For a technology as consequential as artificial intelligence, this diversity might be one of the most important safeguards we have.
The Optimistic Read
So here’s how to think about the Thinking Machines situation, and the AI talent wars more broadly.
What looks like chaos at the individual company level is actually a well-functioning system for distributing knowledge and preventing dangerous concentration at the ecosystem level. Mira Murati left OpenAI, taking valuable experience with her, and tried to build something new. Some of that experiment’s lessons will now flow back to OpenAI through returning employees. OpenAI’s culture will absorb some of what Thinking Machines tried. Meanwhile, Murati and her remaining team have learned things that will inform whatever they do next.
The allegations and counter-allegations, the 58-minute turnaround, the drama playing out on social media. All of it is the surface froth on top of a deeper structural reality. Talent flows to where it can be most productive. Knowledge spreads as people move. No single organization can build a moat around the most important input in AI development, which is the people who know how to do the work.
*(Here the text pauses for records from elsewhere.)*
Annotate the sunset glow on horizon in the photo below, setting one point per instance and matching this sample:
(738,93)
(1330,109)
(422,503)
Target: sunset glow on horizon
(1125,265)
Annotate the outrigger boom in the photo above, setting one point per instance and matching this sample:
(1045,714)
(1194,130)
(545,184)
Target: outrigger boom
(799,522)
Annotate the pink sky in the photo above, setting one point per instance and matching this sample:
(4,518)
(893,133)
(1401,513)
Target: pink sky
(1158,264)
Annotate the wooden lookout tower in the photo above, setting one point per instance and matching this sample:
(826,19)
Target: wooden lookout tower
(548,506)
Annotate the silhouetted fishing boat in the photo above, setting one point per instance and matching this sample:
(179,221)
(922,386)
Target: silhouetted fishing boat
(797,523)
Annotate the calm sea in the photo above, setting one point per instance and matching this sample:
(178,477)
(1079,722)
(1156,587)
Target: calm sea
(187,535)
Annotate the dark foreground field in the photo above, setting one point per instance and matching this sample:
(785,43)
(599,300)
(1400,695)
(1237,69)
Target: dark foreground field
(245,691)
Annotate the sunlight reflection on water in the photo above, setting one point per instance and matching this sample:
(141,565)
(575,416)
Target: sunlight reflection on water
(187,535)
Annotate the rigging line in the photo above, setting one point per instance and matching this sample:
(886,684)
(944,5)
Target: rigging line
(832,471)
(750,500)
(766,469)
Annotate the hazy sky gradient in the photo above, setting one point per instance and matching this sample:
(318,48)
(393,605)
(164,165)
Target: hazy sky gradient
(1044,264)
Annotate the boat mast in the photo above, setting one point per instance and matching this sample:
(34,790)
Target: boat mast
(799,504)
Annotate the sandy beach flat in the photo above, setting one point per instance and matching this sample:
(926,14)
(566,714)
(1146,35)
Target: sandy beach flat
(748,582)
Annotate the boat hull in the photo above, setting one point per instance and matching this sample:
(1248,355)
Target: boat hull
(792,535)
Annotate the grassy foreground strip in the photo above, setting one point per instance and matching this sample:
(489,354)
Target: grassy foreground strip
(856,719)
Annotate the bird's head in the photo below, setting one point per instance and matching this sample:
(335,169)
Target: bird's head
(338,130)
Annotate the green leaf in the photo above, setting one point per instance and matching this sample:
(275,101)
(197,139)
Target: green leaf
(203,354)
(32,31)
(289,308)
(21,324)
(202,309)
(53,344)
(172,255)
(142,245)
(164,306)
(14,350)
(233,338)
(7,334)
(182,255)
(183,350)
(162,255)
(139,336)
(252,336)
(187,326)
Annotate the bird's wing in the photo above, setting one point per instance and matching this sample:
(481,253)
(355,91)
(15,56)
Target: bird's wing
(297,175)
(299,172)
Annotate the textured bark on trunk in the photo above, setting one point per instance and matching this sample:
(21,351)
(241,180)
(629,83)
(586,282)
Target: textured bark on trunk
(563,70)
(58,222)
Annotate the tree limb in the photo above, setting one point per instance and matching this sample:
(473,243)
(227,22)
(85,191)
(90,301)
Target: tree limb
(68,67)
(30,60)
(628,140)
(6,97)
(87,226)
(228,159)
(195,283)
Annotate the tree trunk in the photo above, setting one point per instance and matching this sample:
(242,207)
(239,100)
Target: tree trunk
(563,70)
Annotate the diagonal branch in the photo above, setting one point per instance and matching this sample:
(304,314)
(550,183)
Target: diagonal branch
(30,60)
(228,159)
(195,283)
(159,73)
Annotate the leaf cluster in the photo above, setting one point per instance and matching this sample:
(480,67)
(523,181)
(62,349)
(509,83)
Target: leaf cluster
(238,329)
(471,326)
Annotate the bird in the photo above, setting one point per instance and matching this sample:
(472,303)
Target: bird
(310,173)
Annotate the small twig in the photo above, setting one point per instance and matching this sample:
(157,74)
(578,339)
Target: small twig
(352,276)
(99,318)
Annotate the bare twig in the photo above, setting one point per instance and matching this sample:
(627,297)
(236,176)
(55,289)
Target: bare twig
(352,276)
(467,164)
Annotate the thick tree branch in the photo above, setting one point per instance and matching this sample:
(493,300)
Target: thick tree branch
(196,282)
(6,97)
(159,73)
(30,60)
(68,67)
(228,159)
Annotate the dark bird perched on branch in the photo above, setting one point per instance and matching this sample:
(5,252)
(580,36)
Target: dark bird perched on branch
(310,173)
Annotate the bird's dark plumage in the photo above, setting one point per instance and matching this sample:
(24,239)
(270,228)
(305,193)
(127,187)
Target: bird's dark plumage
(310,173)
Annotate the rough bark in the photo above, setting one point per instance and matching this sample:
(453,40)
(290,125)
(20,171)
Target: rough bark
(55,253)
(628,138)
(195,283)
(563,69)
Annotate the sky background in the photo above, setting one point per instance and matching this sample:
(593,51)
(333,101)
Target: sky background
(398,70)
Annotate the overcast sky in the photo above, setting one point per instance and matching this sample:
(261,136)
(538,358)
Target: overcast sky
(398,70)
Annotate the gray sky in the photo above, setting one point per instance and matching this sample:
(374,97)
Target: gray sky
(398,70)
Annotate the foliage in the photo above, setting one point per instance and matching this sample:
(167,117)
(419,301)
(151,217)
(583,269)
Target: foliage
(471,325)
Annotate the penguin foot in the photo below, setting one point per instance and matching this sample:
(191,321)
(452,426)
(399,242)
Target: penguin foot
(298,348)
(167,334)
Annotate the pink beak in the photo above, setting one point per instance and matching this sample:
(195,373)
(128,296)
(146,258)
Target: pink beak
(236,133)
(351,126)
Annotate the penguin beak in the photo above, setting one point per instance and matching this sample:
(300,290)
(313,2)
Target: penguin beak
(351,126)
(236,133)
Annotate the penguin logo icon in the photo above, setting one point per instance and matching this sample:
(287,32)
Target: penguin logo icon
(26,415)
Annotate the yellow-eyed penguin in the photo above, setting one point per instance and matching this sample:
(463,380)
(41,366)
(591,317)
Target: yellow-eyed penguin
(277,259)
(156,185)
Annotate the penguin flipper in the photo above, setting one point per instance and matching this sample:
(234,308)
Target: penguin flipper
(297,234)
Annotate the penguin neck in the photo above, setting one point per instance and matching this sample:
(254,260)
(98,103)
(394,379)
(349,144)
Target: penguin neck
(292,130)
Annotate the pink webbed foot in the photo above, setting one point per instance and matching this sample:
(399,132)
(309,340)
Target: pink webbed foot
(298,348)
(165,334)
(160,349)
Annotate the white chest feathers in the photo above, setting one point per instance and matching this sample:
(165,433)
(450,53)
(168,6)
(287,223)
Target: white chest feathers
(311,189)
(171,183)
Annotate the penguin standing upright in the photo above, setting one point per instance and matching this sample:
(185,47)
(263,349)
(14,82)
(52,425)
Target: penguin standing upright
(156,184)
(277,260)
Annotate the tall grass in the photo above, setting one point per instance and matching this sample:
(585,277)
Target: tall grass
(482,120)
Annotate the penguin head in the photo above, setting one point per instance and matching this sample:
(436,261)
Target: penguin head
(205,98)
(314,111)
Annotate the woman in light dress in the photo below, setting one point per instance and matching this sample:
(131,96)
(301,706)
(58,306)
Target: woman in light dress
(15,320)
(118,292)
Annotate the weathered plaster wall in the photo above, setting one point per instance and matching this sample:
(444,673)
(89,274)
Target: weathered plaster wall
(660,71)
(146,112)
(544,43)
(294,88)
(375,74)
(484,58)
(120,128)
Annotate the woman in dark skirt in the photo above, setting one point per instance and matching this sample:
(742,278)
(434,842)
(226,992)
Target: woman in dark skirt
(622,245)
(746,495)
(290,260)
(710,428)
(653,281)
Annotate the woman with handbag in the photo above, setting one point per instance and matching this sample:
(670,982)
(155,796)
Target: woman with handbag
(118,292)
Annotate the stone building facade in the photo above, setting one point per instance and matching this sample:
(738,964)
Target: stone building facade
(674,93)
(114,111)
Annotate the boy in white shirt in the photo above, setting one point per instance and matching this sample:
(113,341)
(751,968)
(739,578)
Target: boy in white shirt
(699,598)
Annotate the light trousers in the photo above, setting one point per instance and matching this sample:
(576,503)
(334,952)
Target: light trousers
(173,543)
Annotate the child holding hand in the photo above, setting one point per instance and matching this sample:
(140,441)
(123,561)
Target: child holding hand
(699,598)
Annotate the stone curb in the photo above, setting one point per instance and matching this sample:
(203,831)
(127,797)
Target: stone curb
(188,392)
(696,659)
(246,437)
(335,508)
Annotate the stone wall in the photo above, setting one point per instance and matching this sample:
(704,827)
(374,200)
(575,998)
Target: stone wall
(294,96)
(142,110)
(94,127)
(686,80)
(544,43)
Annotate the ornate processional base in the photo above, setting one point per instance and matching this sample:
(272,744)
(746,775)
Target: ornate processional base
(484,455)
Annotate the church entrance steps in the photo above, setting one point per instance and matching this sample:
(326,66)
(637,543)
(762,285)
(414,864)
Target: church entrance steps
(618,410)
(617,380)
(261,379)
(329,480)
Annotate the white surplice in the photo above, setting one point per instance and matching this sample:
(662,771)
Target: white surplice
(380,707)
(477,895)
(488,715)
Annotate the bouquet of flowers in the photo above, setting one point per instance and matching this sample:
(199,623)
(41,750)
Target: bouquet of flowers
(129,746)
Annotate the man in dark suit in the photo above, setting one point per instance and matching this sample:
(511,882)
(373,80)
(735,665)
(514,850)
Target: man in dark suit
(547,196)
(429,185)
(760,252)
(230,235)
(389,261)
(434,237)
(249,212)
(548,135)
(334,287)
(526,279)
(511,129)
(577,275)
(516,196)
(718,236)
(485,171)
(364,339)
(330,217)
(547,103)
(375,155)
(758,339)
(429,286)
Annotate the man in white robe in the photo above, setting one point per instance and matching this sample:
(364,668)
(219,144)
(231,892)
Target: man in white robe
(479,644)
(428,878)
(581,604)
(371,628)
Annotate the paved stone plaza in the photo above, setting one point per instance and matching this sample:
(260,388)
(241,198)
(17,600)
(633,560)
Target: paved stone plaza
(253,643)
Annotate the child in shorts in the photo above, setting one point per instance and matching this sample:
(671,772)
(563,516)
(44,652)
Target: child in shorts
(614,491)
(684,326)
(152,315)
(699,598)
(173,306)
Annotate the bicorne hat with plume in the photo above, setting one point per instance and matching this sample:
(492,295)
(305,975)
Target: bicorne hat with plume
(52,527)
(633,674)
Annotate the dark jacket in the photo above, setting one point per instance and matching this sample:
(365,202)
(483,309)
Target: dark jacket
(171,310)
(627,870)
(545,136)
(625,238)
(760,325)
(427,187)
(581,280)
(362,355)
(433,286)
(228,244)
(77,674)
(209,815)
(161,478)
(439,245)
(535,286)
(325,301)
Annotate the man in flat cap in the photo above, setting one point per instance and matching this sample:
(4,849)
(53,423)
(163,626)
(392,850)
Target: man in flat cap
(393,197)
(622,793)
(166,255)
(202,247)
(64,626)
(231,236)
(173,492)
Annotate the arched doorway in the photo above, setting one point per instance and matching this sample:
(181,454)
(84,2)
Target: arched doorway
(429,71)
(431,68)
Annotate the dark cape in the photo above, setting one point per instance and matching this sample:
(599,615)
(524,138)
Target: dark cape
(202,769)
The counterargument writes itself. Doesn’t all this churn slow things down? If knowledge keeps leaking, companies have less incentive to invest in fundamental research. If your best people can leave tomorrow, why invest in training them?
But the empirical evidence suggests the opposite. Silicon Valley, with its non-compete ban, has dramatically outperformed regions with enforceable non-competes in innovation output. The comparison with Boston’s Route 128 corridor is instructive. In the 1970s, Route 128 looked like it might become the center of the computing industry. It had MIT, Harvard, and a cluster of serious technology companies. But Massachusetts allowed non-competes. California didn’t. By the late 1980s, Silicon Valley had won decisively. Scholars have identified California’s legal framework as a key factor in that outcome.
The ecosystem benefits outweigh the individual firm costs. Yes, Google loses some researchers to startups. But Google also gains researchers from other companies, benefits from innovations made elsewhere, and operates in a more dynamic environment overall. There’s also a selection effect. The best people want to work where they have options. Top researchers choose the Bay Area partly because they know they won’t be locked in. Trying to hoard talent through legal mechanisms would drive away exactly the people you most want to retain.
Fifty-eight minutes. That’s how long it took for Thinking Machines to lose its CTO and for OpenAI to gain him back. It sounds like dysfunction. It sounds like the AI industry eating itself.
But step back far enough and it looks like something else entirely. It looks like a system designed to prevent any single organization from becoming the sole custodian of humanity’s future. The journeymen keep journeying. The knowledge keeps spreading. And we all retain optionality over what artificial intelligence becomes.
That might be worth a little drama.


Just a tiny observation, not a condemnation: There is a pattern of AI writing sticks out like a sore thumb to me: "This is not x. This is y." I see it all over the place. Especially on x tweets about geopolitics (calling out Mario Nawfal, and thousands of others). Again, no condemnation, but it just gives me the yucks when I see it.
That is really cool. I had not thought of that. I especially like your comparison with the journeyman system.